Our initial focus was the airline that has a virtual monopoly in its home country, Air Canada (AC-TSE). Unfortunately, it also has a severe debt load of about $11 billion, which, even if it was serviced at a lowly interest rate of 7 percent, would cost around $770 million a year.
Dealing with such a massive headache requires a top turnaround artist, and it remains unclear whether chief executive officer Robert Milton is the right man for the job. He has never tackled a financial problem of this magnitude. That does not necessarily mean he isn’t up to the task, but we would prefer to see a more experienced hand at the wheel. Someone like Robert Burton at Moore Corp. comes to mind.
During the heady days of its takeover of rival Canadian Airlines, Mr. Milton spoke glowingly of the future of the merged airline. “Air Canada and Canadian Airlines have been underachievers over the years because the pie on international route opportunities has been split. This is our opportunity for once and for all to get on with fully developing this franchise and we see massive upsides for our shareholders and overall stakeholders.”
That bold vision has yet to materialize. The franchise has faltered ever since the merger, and not all of its problems can be blamed on the aftermath of September 11.
Among Air Canada’s more questionable strategies of late is the pursuit of a discount airline. When faced with a massive debt load, the prudent course is to cut costs radically rather than increase expenditures by launching a new venture. Plus, it is exceedingly difficult for a mainline carrier to operate in a discount market when paying full service costs, as is Air Canada’s case.

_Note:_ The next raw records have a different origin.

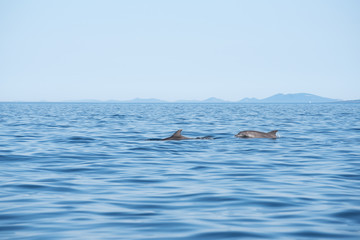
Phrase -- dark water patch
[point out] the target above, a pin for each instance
(79, 139)
(36, 187)
(320, 235)
(352, 215)
(228, 235)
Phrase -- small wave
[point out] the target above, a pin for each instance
(79, 139)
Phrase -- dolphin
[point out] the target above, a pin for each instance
(177, 136)
(256, 134)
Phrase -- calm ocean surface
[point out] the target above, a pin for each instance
(88, 171)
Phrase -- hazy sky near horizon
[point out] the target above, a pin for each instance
(55, 50)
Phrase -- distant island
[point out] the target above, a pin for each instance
(291, 98)
(277, 98)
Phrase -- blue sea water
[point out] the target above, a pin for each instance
(88, 171)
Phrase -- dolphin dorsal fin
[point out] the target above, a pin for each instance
(177, 133)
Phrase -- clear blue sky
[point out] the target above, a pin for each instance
(58, 50)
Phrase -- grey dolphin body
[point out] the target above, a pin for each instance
(256, 134)
(177, 136)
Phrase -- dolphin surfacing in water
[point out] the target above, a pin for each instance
(256, 134)
(176, 136)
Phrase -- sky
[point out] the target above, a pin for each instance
(63, 50)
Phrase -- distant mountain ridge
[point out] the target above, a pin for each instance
(277, 98)
(291, 98)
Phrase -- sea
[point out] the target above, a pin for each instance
(95, 171)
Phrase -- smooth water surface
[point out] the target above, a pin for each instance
(88, 171)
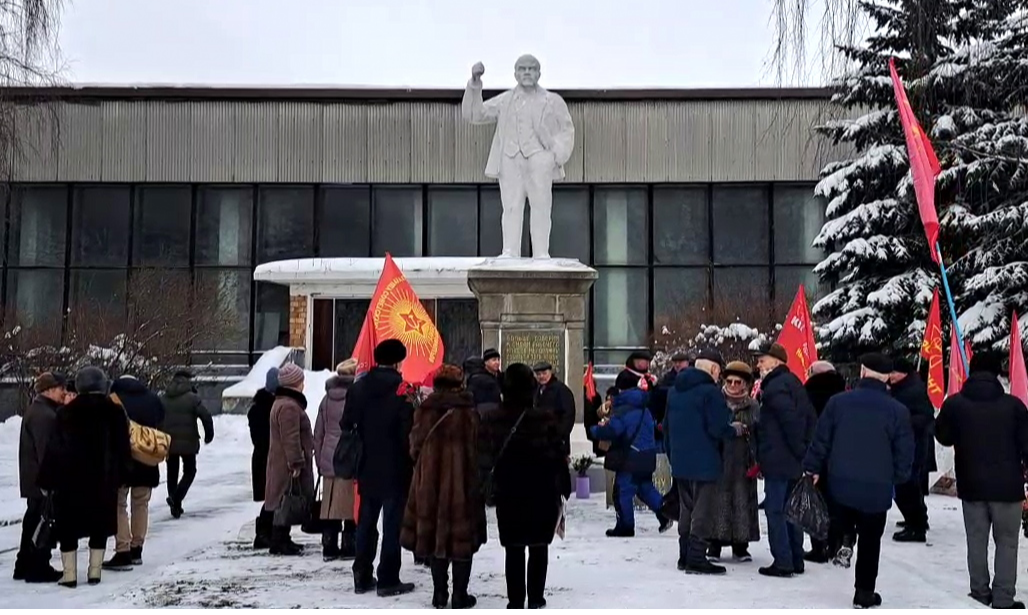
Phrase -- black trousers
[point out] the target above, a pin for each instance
(177, 491)
(869, 529)
(530, 585)
(910, 500)
(30, 559)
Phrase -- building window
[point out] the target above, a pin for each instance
(161, 226)
(570, 237)
(38, 226)
(621, 309)
(452, 221)
(399, 223)
(620, 226)
(681, 225)
(285, 223)
(100, 231)
(344, 222)
(799, 216)
(35, 300)
(224, 226)
(227, 291)
(740, 225)
(271, 318)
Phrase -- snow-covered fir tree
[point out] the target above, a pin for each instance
(878, 259)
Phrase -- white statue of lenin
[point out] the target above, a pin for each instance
(534, 140)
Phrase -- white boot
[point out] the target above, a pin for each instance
(96, 566)
(70, 564)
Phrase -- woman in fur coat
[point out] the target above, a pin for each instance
(444, 515)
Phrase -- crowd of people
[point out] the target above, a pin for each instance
(80, 479)
(478, 436)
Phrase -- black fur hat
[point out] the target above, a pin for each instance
(391, 352)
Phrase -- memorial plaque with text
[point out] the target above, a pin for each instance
(531, 347)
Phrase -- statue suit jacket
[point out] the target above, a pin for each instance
(553, 125)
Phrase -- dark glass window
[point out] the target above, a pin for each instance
(742, 294)
(452, 221)
(786, 284)
(344, 222)
(490, 228)
(100, 232)
(161, 225)
(799, 216)
(620, 226)
(740, 225)
(38, 226)
(285, 223)
(681, 225)
(271, 317)
(681, 296)
(622, 301)
(35, 298)
(570, 234)
(228, 292)
(99, 295)
(224, 226)
(399, 221)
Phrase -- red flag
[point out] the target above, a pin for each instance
(798, 337)
(931, 351)
(590, 384)
(396, 313)
(923, 164)
(958, 375)
(1019, 373)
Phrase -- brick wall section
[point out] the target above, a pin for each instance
(297, 321)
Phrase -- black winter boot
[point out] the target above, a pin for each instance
(440, 583)
(330, 545)
(462, 578)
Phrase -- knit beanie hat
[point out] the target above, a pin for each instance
(290, 376)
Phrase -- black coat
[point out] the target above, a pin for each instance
(822, 388)
(383, 420)
(913, 393)
(144, 407)
(37, 428)
(259, 418)
(864, 446)
(85, 465)
(988, 430)
(559, 400)
(786, 426)
(529, 475)
(482, 385)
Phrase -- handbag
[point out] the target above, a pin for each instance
(488, 486)
(149, 446)
(44, 535)
(347, 456)
(294, 509)
(315, 525)
(617, 458)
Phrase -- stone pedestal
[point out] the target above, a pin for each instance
(535, 311)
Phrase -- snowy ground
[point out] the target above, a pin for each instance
(203, 561)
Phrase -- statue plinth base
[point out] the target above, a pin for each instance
(533, 310)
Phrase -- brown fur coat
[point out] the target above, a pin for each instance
(445, 515)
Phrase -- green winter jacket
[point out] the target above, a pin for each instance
(182, 409)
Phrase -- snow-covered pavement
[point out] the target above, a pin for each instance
(203, 561)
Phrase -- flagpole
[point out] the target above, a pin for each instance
(953, 309)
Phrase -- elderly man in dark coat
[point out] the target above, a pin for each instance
(865, 445)
(33, 565)
(144, 407)
(85, 465)
(382, 419)
(910, 390)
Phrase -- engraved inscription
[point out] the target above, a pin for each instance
(531, 347)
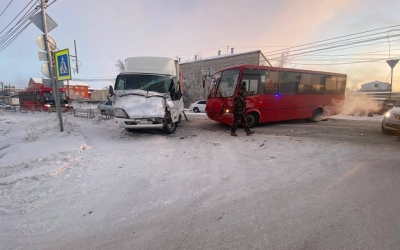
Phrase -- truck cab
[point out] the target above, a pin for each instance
(148, 94)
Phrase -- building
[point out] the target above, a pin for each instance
(77, 90)
(99, 95)
(374, 86)
(194, 70)
(9, 94)
(210, 65)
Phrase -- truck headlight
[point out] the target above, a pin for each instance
(120, 113)
(170, 104)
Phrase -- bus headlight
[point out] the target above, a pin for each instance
(226, 111)
(120, 113)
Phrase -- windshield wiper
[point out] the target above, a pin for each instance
(132, 94)
(146, 95)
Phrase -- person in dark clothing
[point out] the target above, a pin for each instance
(238, 112)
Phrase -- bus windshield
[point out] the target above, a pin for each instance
(48, 96)
(225, 83)
(160, 84)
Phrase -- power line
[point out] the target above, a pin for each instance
(14, 37)
(17, 16)
(368, 31)
(6, 7)
(9, 35)
(51, 3)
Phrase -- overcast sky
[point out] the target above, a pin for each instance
(106, 31)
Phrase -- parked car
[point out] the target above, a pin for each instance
(4, 106)
(197, 107)
(391, 120)
(106, 108)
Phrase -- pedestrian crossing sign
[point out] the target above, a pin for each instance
(63, 67)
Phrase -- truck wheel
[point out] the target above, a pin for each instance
(252, 120)
(170, 128)
(383, 129)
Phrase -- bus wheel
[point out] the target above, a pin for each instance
(317, 116)
(252, 120)
(383, 129)
(170, 128)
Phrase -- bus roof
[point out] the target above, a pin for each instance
(252, 66)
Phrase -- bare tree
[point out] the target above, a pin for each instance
(120, 65)
(284, 59)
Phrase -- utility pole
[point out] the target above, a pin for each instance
(50, 60)
(392, 64)
(2, 90)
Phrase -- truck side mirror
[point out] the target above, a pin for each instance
(111, 90)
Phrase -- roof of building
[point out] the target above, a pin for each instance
(375, 82)
(71, 83)
(225, 56)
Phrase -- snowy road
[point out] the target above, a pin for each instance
(293, 185)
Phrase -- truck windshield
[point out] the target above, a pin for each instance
(225, 84)
(160, 84)
(48, 96)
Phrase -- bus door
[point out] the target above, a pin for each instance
(251, 82)
(264, 98)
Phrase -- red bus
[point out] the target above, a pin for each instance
(275, 94)
(39, 96)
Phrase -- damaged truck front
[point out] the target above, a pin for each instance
(148, 94)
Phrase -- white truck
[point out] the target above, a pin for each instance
(148, 94)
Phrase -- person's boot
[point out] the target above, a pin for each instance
(248, 132)
(233, 132)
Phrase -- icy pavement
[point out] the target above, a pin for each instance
(94, 186)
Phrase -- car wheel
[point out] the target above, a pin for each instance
(317, 116)
(252, 120)
(170, 128)
(385, 131)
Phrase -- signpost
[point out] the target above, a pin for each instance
(392, 64)
(63, 67)
(46, 24)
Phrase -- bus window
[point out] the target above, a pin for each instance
(253, 86)
(341, 85)
(330, 84)
(304, 83)
(271, 82)
(287, 82)
(214, 84)
(227, 84)
(317, 84)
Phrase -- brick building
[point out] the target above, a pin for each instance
(194, 70)
(77, 90)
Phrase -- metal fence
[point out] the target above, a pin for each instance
(78, 112)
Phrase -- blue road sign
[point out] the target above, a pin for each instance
(63, 68)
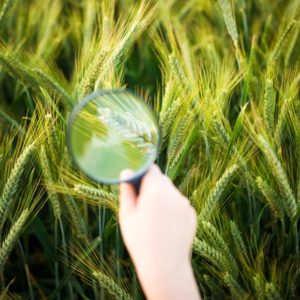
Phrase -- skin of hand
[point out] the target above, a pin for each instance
(158, 227)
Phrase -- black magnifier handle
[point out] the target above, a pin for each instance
(136, 183)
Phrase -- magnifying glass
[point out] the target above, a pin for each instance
(112, 130)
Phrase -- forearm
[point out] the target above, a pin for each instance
(174, 283)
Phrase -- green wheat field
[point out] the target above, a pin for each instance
(223, 79)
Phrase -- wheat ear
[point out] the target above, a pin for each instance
(95, 193)
(269, 104)
(272, 199)
(10, 240)
(4, 10)
(12, 182)
(218, 242)
(271, 292)
(259, 286)
(281, 178)
(77, 222)
(111, 286)
(53, 86)
(210, 253)
(229, 21)
(281, 42)
(216, 193)
(237, 239)
(235, 288)
(49, 180)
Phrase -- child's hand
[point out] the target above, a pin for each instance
(158, 227)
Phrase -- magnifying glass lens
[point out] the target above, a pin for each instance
(112, 131)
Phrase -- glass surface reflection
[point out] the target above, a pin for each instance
(111, 131)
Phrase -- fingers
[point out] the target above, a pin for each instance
(151, 177)
(127, 194)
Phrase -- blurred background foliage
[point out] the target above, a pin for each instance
(223, 78)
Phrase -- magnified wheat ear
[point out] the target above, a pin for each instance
(133, 130)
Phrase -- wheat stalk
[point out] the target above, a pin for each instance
(77, 222)
(259, 286)
(238, 240)
(282, 119)
(269, 104)
(271, 292)
(46, 170)
(216, 193)
(53, 86)
(110, 285)
(11, 238)
(19, 70)
(234, 287)
(92, 73)
(281, 42)
(218, 243)
(229, 21)
(13, 182)
(281, 178)
(210, 253)
(272, 199)
(6, 6)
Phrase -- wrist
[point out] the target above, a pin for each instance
(163, 281)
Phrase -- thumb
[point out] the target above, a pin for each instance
(127, 195)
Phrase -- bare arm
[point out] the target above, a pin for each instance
(158, 228)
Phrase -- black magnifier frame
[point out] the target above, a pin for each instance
(136, 179)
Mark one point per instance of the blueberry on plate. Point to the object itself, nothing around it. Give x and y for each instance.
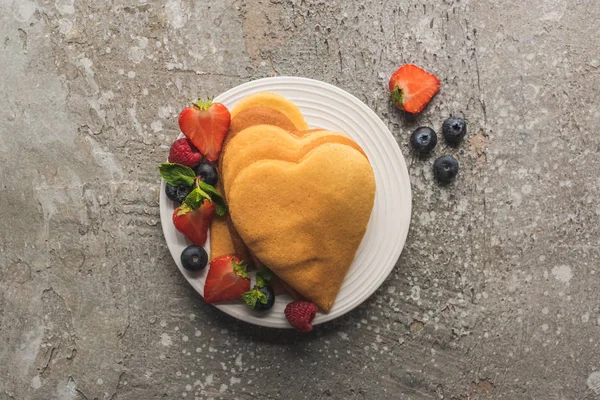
(207, 173)
(177, 193)
(194, 258)
(454, 130)
(423, 139)
(445, 168)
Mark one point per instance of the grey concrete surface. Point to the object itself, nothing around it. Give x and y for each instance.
(496, 295)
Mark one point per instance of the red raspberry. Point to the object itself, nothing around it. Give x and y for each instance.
(182, 152)
(300, 314)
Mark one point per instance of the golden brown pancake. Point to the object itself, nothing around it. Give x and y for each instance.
(220, 239)
(270, 142)
(259, 116)
(306, 220)
(275, 102)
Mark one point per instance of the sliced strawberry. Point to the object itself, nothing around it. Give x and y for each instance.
(182, 152)
(412, 88)
(194, 223)
(206, 124)
(227, 279)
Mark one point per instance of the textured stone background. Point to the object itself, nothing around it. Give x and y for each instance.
(496, 295)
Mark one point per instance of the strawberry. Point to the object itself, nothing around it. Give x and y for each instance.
(412, 88)
(182, 152)
(300, 314)
(206, 123)
(194, 222)
(227, 279)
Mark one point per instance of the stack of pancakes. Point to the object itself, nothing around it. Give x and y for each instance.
(299, 199)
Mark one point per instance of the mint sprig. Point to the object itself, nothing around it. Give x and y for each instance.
(196, 198)
(215, 196)
(254, 296)
(263, 277)
(177, 174)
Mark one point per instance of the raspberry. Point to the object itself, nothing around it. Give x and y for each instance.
(300, 314)
(182, 152)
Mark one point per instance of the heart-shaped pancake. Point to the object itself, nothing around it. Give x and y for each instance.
(270, 142)
(275, 102)
(306, 220)
(258, 116)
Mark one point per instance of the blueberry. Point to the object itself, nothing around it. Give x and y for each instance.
(454, 130)
(423, 139)
(259, 306)
(194, 258)
(207, 173)
(177, 193)
(445, 168)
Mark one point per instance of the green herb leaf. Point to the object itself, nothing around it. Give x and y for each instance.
(195, 199)
(254, 296)
(177, 174)
(263, 277)
(221, 207)
(240, 268)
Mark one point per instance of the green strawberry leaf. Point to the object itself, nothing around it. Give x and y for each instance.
(240, 268)
(397, 96)
(221, 207)
(177, 174)
(263, 277)
(195, 199)
(254, 296)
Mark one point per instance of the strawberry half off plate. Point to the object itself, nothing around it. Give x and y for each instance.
(206, 124)
(412, 88)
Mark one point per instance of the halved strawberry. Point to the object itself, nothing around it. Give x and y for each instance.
(227, 279)
(194, 222)
(206, 124)
(412, 88)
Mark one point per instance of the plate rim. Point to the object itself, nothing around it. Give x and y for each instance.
(383, 132)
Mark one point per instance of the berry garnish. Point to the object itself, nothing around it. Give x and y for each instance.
(206, 124)
(194, 258)
(454, 130)
(182, 152)
(300, 314)
(177, 193)
(445, 168)
(227, 279)
(194, 222)
(207, 173)
(423, 139)
(412, 88)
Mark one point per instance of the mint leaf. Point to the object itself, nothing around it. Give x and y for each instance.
(221, 207)
(254, 296)
(240, 268)
(177, 174)
(195, 199)
(263, 277)
(260, 282)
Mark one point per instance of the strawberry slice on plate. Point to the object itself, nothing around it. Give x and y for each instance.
(194, 223)
(412, 88)
(227, 279)
(206, 124)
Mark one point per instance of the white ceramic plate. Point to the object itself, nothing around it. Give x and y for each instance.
(326, 106)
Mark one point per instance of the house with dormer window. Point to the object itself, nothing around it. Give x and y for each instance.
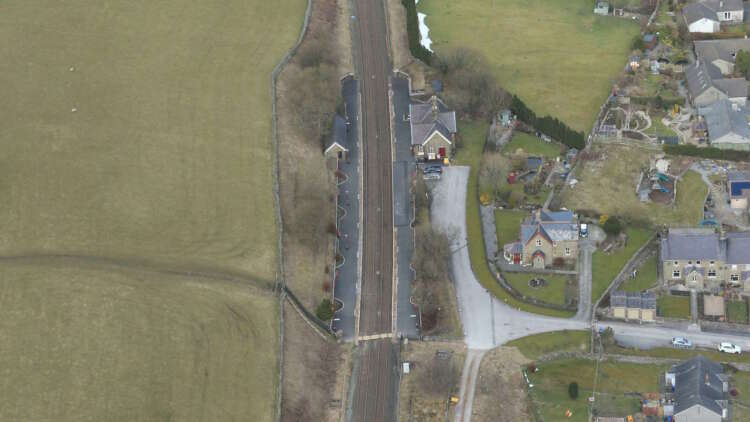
(543, 238)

This past quarter, the net loss was a staggering $598 million or $4.97 a share. Removing non-recurring and other significant items, the profit for the quarter would have been $14 million or 12 cents a share. That’s a lot of removing.
This does not mean that a revival for Air Canada is not in the cards, especially if the airline can convince the federal government to toss some real money in its direction. Wisely, the government is staying away from extending a major lifeline. If Ottawa does step in, we suggest accessing some hefty collateral to cover their support. Based on margin of safety, this stock does not pass muster.
While Air Canada is given a pass, one Contra Guy bought industry leader KLM at $11.81 (US) a share. KLM boasts a book value of $41 a share and positive cash flow of $960 million from operations. Those are some mighty impressive numbers that give credence that this firm can survive today’s difficult market conditions.
As is the nature of the airline sector, all is not rosy at KLM. The primary negative is that KLM also carries a heavy loan burden, with a debt-equity ratio of two to one. In November, the firm experienced about a 10 percent drop in passengers compared with a year ago, which will significantly reduce cash flow and profitability. Big losses are projected for 2002, although a recent cash injection by the Dutch government of $24.7 million should prove helpful.
However, the overall long-term trends for air travel are very bright. If the talk of opening skies further becomes a reality, operating costs will be reduced significantly. The moderation of fuel costs is a huge boost. And September 11 has backed the industry into a corner where the sacrosanct became questionable, which is leading to better overall business practices. When the economic recovery starts and assuming fuel prices don’t jump dramatically, airline stocks should return to vogue.
As an aside for those interested, the final tally for the Contra portfolio in 2001 was a gain of 64.8 percent. Yes, we are very happy about that.